最近ネットとアニメの距離が近くなり過ぎているという話
ネットの雰囲気や空気が変わったという聞き飽きた常套句だが同様にアニメオタク文化も変容してきているように思う。
特に今のアニメはとにかくネットと声優が前提だと印象を感じる。
いわゆる「アニメがネットのコミュニケーションツール化した」という話であり、日常アニメをSNSという空間で"共有"するだけの時代になったことは否めないだろう。
そしてそのあとに「声優」という名の実質アイドルを応援するための入り口に過ぎない作品が増えた。
ネットの声優についての話で「最近の声優至上主義はあまり好きじゃない、みんな結局三次元が好きなんだなって」と言ってる人がいたのだが、それに凄く共感した自分がいる。
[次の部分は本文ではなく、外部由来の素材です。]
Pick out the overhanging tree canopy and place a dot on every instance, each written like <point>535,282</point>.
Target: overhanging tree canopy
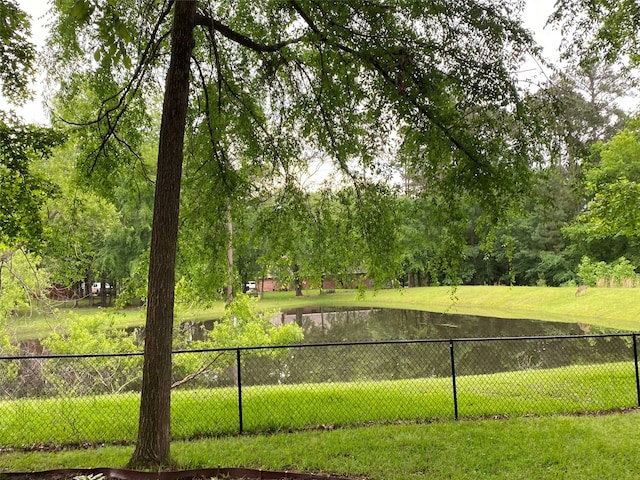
<point>276,79</point>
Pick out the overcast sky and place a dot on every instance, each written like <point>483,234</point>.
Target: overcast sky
<point>535,17</point>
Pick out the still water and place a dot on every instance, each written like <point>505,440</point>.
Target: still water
<point>381,324</point>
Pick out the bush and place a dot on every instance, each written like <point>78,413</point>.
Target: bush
<point>620,273</point>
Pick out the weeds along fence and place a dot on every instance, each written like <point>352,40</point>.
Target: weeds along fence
<point>78,399</point>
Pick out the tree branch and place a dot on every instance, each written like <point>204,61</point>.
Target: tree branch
<point>241,39</point>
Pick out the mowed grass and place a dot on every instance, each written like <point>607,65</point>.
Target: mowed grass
<point>520,448</point>
<point>214,412</point>
<point>607,307</point>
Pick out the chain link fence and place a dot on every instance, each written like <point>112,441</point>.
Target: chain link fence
<point>93,399</point>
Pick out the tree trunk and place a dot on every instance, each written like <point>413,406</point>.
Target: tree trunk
<point>229,256</point>
<point>103,292</point>
<point>152,447</point>
<point>296,280</point>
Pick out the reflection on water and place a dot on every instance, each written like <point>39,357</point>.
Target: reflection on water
<point>381,324</point>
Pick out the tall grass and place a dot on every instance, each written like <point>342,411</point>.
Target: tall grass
<point>214,412</point>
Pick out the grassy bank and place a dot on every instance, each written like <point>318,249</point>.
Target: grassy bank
<point>587,448</point>
<point>608,307</point>
<point>214,412</point>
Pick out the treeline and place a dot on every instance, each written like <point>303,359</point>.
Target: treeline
<point>581,205</point>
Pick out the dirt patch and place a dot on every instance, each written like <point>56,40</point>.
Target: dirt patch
<point>200,474</point>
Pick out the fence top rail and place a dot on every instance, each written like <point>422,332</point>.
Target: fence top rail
<point>450,341</point>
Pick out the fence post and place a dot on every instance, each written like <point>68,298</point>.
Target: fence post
<point>453,380</point>
<point>239,379</point>
<point>635,362</point>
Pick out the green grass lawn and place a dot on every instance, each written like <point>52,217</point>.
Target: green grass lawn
<point>533,448</point>
<point>73,420</point>
<point>521,447</point>
<point>607,307</point>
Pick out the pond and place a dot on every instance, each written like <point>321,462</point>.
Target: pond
<point>332,325</point>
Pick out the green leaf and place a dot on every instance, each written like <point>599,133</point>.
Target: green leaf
<point>80,10</point>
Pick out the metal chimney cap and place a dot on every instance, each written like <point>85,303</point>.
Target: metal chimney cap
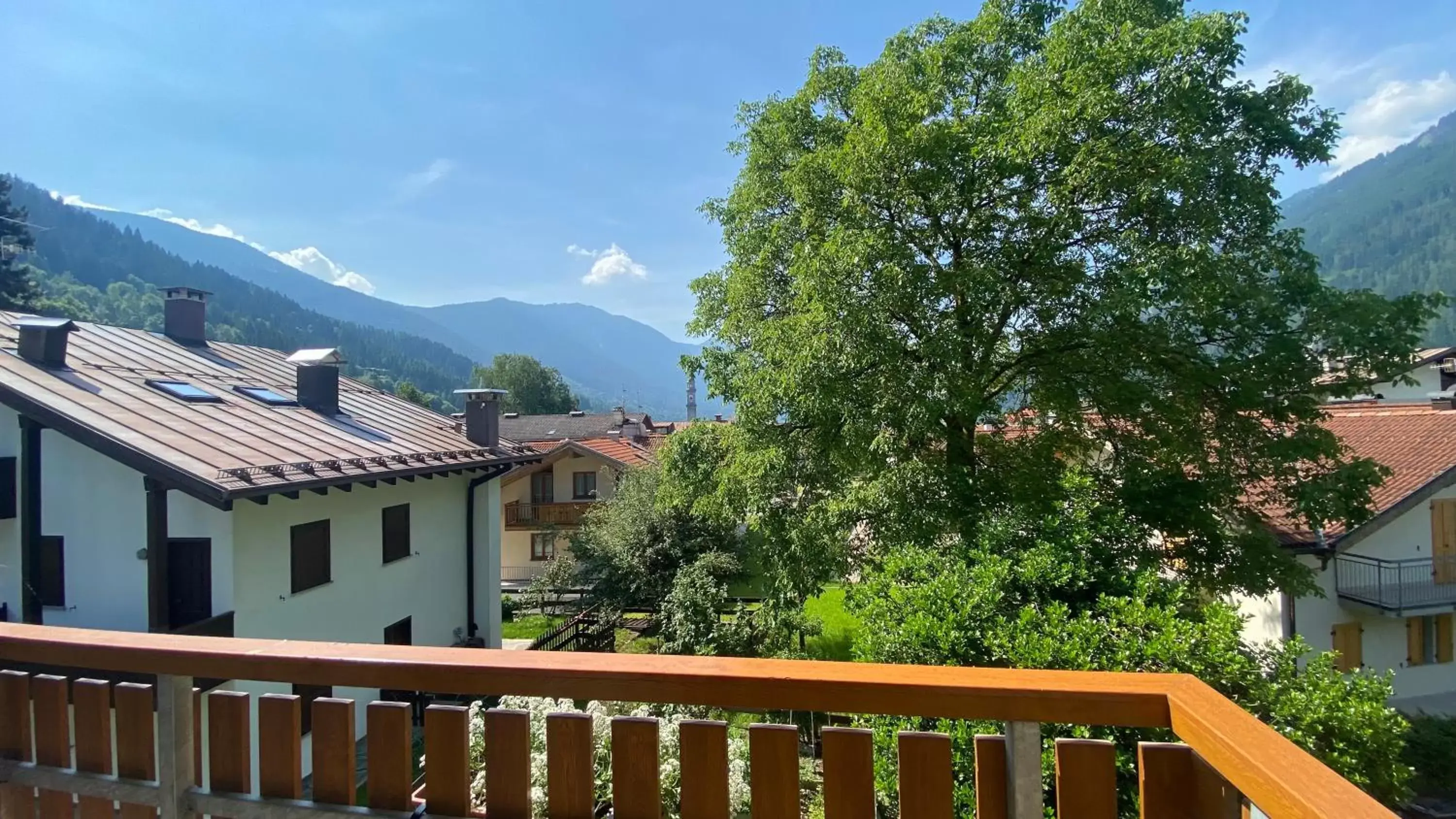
<point>43,324</point>
<point>316,356</point>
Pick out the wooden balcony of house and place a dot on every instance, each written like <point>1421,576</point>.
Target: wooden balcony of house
<point>536,515</point>
<point>1398,587</point>
<point>139,745</point>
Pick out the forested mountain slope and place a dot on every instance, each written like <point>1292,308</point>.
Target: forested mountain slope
<point>95,270</point>
<point>1390,225</point>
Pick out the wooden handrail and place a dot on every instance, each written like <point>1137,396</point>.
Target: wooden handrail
<point>1285,782</point>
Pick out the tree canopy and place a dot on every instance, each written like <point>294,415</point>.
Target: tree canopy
<point>1042,233</point>
<point>532,388</point>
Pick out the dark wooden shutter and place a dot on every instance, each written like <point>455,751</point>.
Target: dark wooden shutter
<point>311,555</point>
<point>397,533</point>
<point>399,633</point>
<point>8,475</point>
<point>50,578</point>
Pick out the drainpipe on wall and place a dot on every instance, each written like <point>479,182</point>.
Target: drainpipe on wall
<point>30,518</point>
<point>472,627</point>
<point>159,594</point>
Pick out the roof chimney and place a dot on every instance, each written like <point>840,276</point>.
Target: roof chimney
<point>482,416</point>
<point>43,341</point>
<point>185,315</point>
<point>318,380</point>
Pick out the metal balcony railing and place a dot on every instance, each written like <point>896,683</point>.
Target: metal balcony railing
<point>1226,763</point>
<point>1397,585</point>
<point>530,515</point>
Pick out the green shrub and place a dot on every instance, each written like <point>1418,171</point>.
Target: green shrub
<point>1430,750</point>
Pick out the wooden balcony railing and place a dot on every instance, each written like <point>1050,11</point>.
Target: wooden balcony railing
<point>532,515</point>
<point>1226,761</point>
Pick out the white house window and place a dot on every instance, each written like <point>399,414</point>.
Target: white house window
<point>311,555</point>
<point>583,486</point>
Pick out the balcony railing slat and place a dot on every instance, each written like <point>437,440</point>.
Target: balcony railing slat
<point>991,776</point>
<point>334,735</point>
<point>1087,779</point>
<point>136,741</point>
<point>280,751</point>
<point>927,787</point>
<point>1242,755</point>
<point>637,792</point>
<point>447,770</point>
<point>568,766</point>
<point>229,742</point>
<point>774,771</point>
<point>53,738</point>
<point>15,739</point>
<point>388,753</point>
<point>704,758</point>
<point>509,764</point>
<point>91,700</point>
<point>849,773</point>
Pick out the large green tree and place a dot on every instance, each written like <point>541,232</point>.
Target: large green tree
<point>532,388</point>
<point>1042,220</point>
<point>17,289</point>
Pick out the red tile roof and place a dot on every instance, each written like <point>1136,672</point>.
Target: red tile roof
<point>1416,441</point>
<point>615,448</point>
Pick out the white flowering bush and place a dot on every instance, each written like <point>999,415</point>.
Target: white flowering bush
<point>670,721</point>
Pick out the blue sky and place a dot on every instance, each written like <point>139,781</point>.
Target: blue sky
<point>545,152</point>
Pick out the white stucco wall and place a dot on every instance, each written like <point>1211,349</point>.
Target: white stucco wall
<point>1264,616</point>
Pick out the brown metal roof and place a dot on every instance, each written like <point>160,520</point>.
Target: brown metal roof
<point>236,447</point>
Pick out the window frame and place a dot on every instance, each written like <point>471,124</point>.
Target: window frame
<point>590,476</point>
<point>385,534</point>
<point>544,480</point>
<point>295,544</point>
<point>50,595</point>
<point>548,550</point>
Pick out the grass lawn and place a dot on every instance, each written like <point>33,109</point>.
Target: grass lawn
<point>529,626</point>
<point>833,643</point>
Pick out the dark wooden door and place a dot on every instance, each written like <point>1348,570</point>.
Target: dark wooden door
<point>190,581</point>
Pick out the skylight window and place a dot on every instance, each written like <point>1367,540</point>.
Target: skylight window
<point>267,396</point>
<point>185,392</point>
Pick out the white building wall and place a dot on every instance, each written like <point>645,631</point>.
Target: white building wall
<point>11,528</point>
<point>364,594</point>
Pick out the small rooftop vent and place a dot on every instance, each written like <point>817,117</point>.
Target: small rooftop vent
<point>318,379</point>
<point>482,416</point>
<point>43,341</point>
<point>184,315</point>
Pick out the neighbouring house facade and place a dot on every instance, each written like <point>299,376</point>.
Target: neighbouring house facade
<point>1390,584</point>
<point>544,502</point>
<point>159,482</point>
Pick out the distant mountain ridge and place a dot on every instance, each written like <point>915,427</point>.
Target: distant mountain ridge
<point>1390,225</point>
<point>606,359</point>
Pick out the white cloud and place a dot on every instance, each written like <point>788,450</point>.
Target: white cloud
<point>308,260</point>
<point>415,184</point>
<point>1395,114</point>
<point>78,203</point>
<point>609,264</point>
<point>314,262</point>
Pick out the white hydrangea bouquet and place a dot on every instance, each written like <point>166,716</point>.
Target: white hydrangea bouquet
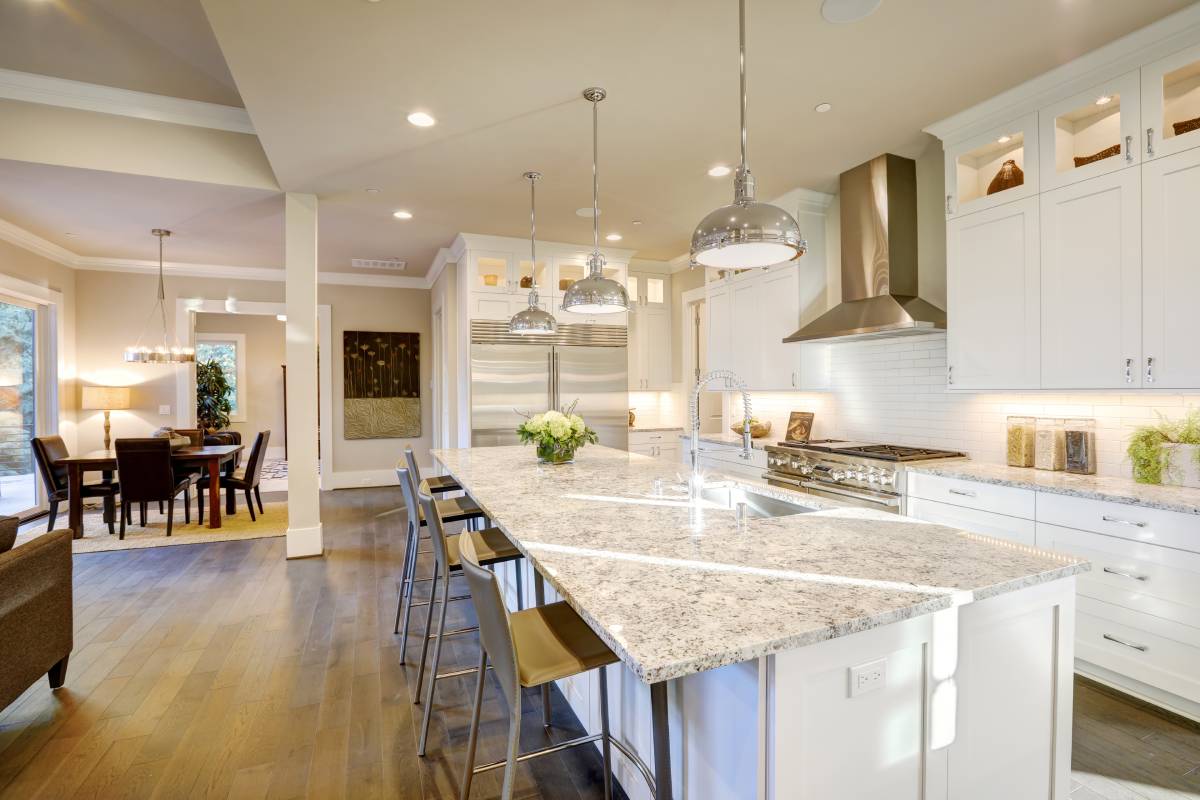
<point>557,434</point>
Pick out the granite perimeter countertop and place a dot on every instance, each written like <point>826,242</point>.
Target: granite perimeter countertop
<point>677,588</point>
<point>1093,487</point>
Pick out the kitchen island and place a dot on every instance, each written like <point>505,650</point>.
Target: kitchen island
<point>828,653</point>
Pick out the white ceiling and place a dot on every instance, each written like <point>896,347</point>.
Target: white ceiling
<point>328,86</point>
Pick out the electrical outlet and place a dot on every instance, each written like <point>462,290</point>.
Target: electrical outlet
<point>869,677</point>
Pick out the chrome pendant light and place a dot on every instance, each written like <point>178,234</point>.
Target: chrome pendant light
<point>162,353</point>
<point>533,320</point>
<point>595,294</point>
<point>747,233</point>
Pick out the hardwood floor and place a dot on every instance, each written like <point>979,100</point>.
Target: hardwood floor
<point>223,671</point>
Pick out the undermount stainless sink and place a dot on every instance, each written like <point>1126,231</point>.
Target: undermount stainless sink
<point>757,505</point>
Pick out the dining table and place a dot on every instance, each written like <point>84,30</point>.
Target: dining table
<point>211,457</point>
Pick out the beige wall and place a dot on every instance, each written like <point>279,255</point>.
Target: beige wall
<point>19,263</point>
<point>264,377</point>
<point>114,305</point>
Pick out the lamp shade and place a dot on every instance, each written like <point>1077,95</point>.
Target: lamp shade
<point>106,398</point>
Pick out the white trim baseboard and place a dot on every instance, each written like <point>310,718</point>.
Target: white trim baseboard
<point>46,90</point>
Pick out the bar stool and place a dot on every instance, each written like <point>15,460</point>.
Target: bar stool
<point>532,648</point>
<point>491,547</point>
<point>438,483</point>
<point>451,510</point>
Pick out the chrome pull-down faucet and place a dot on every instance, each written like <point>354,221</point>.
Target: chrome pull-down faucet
<point>732,383</point>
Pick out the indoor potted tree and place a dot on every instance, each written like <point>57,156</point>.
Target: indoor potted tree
<point>1168,452</point>
<point>211,397</point>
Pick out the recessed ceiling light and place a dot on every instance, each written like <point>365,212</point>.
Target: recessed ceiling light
<point>849,11</point>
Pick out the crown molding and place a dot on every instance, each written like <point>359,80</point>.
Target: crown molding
<point>63,92</point>
<point>1126,54</point>
<point>48,250</point>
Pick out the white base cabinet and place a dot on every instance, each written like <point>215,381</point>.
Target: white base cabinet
<point>1139,606</point>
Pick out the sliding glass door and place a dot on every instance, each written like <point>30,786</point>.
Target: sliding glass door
<point>19,404</point>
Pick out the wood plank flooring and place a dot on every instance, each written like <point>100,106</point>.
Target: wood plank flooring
<point>223,671</point>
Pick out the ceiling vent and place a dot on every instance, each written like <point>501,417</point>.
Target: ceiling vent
<point>394,264</point>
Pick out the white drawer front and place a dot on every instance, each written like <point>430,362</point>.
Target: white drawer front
<point>1167,528</point>
<point>982,497</point>
<point>978,522</point>
<point>1145,648</point>
<point>1147,578</point>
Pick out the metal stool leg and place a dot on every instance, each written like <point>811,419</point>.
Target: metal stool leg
<point>468,770</point>
<point>433,667</point>
<point>425,638</point>
<point>604,729</point>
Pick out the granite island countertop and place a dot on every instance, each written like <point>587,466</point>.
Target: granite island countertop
<point>1093,487</point>
<point>676,589</point>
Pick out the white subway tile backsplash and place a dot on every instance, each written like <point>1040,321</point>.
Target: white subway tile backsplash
<point>894,391</point>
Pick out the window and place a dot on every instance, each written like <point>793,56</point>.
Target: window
<point>228,350</point>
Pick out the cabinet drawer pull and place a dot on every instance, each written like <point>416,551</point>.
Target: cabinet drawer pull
<point>1132,576</point>
<point>1123,522</point>
<point>1140,648</point>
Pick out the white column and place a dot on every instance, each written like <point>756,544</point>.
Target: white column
<point>300,296</point>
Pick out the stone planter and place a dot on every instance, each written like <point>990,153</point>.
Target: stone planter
<point>1182,468</point>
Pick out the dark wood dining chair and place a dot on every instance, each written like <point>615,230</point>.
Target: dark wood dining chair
<point>47,452</point>
<point>148,475</point>
<point>249,477</point>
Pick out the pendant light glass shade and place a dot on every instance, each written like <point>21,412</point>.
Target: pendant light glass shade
<point>595,294</point>
<point>162,353</point>
<point>745,233</point>
<point>533,320</point>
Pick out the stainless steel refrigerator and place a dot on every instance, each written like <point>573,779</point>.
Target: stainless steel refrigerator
<point>511,376</point>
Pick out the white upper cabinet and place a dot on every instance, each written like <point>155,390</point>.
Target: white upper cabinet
<point>1091,133</point>
<point>1091,283</point>
<point>991,168</point>
<point>993,287</point>
<point>1170,103</point>
<point>1170,271</point>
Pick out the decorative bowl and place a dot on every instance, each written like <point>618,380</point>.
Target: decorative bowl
<point>757,429</point>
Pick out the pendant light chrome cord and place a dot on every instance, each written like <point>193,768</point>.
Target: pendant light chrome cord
<point>745,233</point>
<point>163,353</point>
<point>533,319</point>
<point>595,294</point>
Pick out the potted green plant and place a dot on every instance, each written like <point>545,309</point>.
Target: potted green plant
<point>1168,452</point>
<point>557,434</point>
<point>211,397</point>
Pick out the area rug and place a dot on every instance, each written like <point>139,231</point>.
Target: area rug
<point>96,539</point>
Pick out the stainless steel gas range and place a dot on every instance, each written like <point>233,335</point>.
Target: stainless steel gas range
<point>857,473</point>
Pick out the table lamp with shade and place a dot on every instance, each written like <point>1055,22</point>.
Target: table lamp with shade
<point>106,398</point>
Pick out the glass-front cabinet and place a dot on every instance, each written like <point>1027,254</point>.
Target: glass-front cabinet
<point>996,167</point>
<point>1170,97</point>
<point>1092,133</point>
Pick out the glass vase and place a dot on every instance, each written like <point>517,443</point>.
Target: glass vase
<point>556,452</point>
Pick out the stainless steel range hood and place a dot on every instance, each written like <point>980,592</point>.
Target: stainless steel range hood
<point>879,258</point>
二次元に萌えるという文化からアイドル感覚の声優を応援するためのツールになって、それをSNSで共感しあうためただの材料や素材になったのが今のアニメのように思う。アニメは本当はどうでもよくてそこに生じるコミュニケーションや流行が重要になった。
「ネット民ならアニメオタクで当然、嫁議論してナンボ」みたいな空気なくなって深夜アニメが全然話題にならなくなったのも、二次元を自分の嫁扱いすることがオタク文化の最先端ではなくなったからだろう。
アニメの話をするときに声優トークとSNSやまとめサイトというコミュニティが必須になってしまった。むしろ今時アニメを真面目に見てその世界にガチで傾倒する文化ではなくなってきている。
いわば2次元というアニメの世界ではなくみんなもう普通に3次元の世界にいる時代になってしまって、かつてのようなアニメ=理想の世界ではなくなったし壮大なアニメを作れなくなった。そしてそんなアニメを見る人もいなくなった。結局SNSの短い会話や一体感のレベルにはちょうどいい日常アニメの時代になった。
つまり最近のアニメファンの文化は二次元の世界がすべてというわけではなく、「声優」と「SNS」という三次元の世界に片足は残しながら半分だけ二次元の世界に使っているという時代になっている。
ガチで二次元に傾倒するような古典的タイプのオタクは減少しつつあり、それゆえに今のアニメ界がどうもコアではなくなってきている。
芸能人にしてもアニメにしてもゲームにしてもその理想世界よりも、そこに発生する副次的なコミュニティやコミュニケーションが重要視されカジュアルであることが求められる3C(Community Communication Casual)の時代になっている。
自分だけの理想世界の追求や傾倒よりも、距離感の近さや親近感を求めている。ある意味誰もが孤独になっている時代の中で"誰か"を求めているのかもしれない。アニメという架空の世界よりも、そのアニメを見ている仲間のほうが親近感を抱けるのだ。